Two large-scale analyses of genomics have characterized the details of the genetic alterations present in diffuse gliomas to help improve the diagnosis and treatment of this disease. Both studies are published in The New England Journal of Medicine. The results of both studies suggest that the genetics of these tumors likely play a larger role in clinical outcomes compared to histology.

“These new data sets have the potential to inform how we define and treat the range of adult diffuse gliomas at a time when the current edition of the World Health Organization classification of nervous system tumors is being revised to include, for the first time, molecular information in the classification of disease,” wrote David Ellison, MD, PhD, of St. Jude Children's Research Hospital in Memphis, in an accompanying editorial.

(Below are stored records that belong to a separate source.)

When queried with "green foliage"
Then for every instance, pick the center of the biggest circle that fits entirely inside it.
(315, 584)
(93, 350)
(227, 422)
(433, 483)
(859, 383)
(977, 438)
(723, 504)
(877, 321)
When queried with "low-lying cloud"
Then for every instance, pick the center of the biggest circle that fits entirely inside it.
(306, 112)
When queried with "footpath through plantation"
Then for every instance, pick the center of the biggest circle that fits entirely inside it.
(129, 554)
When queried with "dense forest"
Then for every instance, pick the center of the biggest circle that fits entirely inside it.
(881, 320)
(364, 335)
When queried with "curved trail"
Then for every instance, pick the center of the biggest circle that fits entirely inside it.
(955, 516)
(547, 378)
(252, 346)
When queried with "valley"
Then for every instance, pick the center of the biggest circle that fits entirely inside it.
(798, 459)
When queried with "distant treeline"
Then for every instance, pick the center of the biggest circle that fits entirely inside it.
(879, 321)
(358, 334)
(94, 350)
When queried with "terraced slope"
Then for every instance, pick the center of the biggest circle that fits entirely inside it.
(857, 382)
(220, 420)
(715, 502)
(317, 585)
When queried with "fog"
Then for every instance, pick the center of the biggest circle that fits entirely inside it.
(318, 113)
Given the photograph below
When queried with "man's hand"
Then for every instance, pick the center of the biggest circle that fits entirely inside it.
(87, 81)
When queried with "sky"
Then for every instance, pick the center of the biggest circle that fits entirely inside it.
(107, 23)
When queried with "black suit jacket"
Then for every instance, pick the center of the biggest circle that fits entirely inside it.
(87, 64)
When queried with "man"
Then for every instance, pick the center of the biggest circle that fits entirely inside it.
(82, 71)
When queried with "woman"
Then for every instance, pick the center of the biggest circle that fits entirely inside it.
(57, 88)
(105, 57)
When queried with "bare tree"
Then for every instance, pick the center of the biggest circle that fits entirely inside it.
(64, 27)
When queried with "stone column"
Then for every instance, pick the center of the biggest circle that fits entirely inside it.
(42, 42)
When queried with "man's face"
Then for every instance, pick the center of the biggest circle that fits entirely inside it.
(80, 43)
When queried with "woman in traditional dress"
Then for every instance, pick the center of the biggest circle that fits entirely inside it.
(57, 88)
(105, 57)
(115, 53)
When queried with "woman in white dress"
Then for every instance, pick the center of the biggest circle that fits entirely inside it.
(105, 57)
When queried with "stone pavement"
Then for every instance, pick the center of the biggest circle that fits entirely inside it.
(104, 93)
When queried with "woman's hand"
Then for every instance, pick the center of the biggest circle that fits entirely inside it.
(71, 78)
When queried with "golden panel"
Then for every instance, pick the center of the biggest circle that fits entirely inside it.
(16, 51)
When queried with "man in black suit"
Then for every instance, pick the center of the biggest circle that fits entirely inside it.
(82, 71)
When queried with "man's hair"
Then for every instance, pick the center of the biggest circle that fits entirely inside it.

The Cancer Genome Atlas (TCGA) group comprehensively analyzed 293 adult diffuse lower-grade gliomas including RNA and protein expression, and correlation with clinical outcomes. All samples analyzed came from patients with grade II and III tumors.1

The pooled RNA, DNA copy number, and DNA methylation data identified three glioma subtypes. The most frequently mutated genes were all previously identified: IDH1, TP53, ATRX, CIC, FUBP1, NOTCH1, and the TERT promoter. The most frequently identified copy number variation was a deletion of chromosome 1p and 19q.

Just three aberrations-a mutation in IDH1 or IDH2 (the 1p/19q codeletion), and TP53 status were enough to classify a tumor into one of the three subtypes. One subtype lacked both an IDH1 mutation and the 1p/19q codeletion, and was found most frequently in older patients with grade III disease. The two other subtypes had IDH mutations and either a presence or absence of the 1p/19q co-deletion, and had more favorable clinical outcomes.

Almost all gliomas with an IDH1 mutation and lacking the 1p/19q codeletion also had a mutation in TP53. Most of the lower-grade gliomas that lacked an IDH mutation had genetic abnormalities and clinical behavior that was similar to primary glioblastoma. Wild-type IDH was associated with shorter median overall survival; 1.7 years compared to 8 years among those with an IDH mutation and 1p/19q codeletion. Median survival was 6.3 years among those with an IDH mutation and no 1p/19q codeletion.

Grade II gliomas are thought to progress to grade III through step-wise genetic changes, but it is unclear how to predict which grade II disease is most likely to progress nor is it easy to discern grade II from grade III disease.  Low-grade gliomas are the most common tumors of the central nervous system in young adults, and tend to begin as either diffuse or circumscribed tumors that invade healthy neural tissue.

The second study by Robert Jenkins, MD, PhD, of the Mayo Clinic in Rochester, Minn., and colleagues examined 1,087 tumors of grade II through IV. This study classified each tumor into one of five subgroups defined by three markers: IDH, TERT, and 1p/19q codeletion. The two subgroups with no IDH mutation or codeletion had copy number changes and gene mutations similar to those found in glioblastomas.2

Median overall survival among those with an IDH mutation and TERT promoter mutation, or those that were positive for all three markers was more than 10 years. Those patients who only had a TERT mutation had a median survival of just 1.3 years.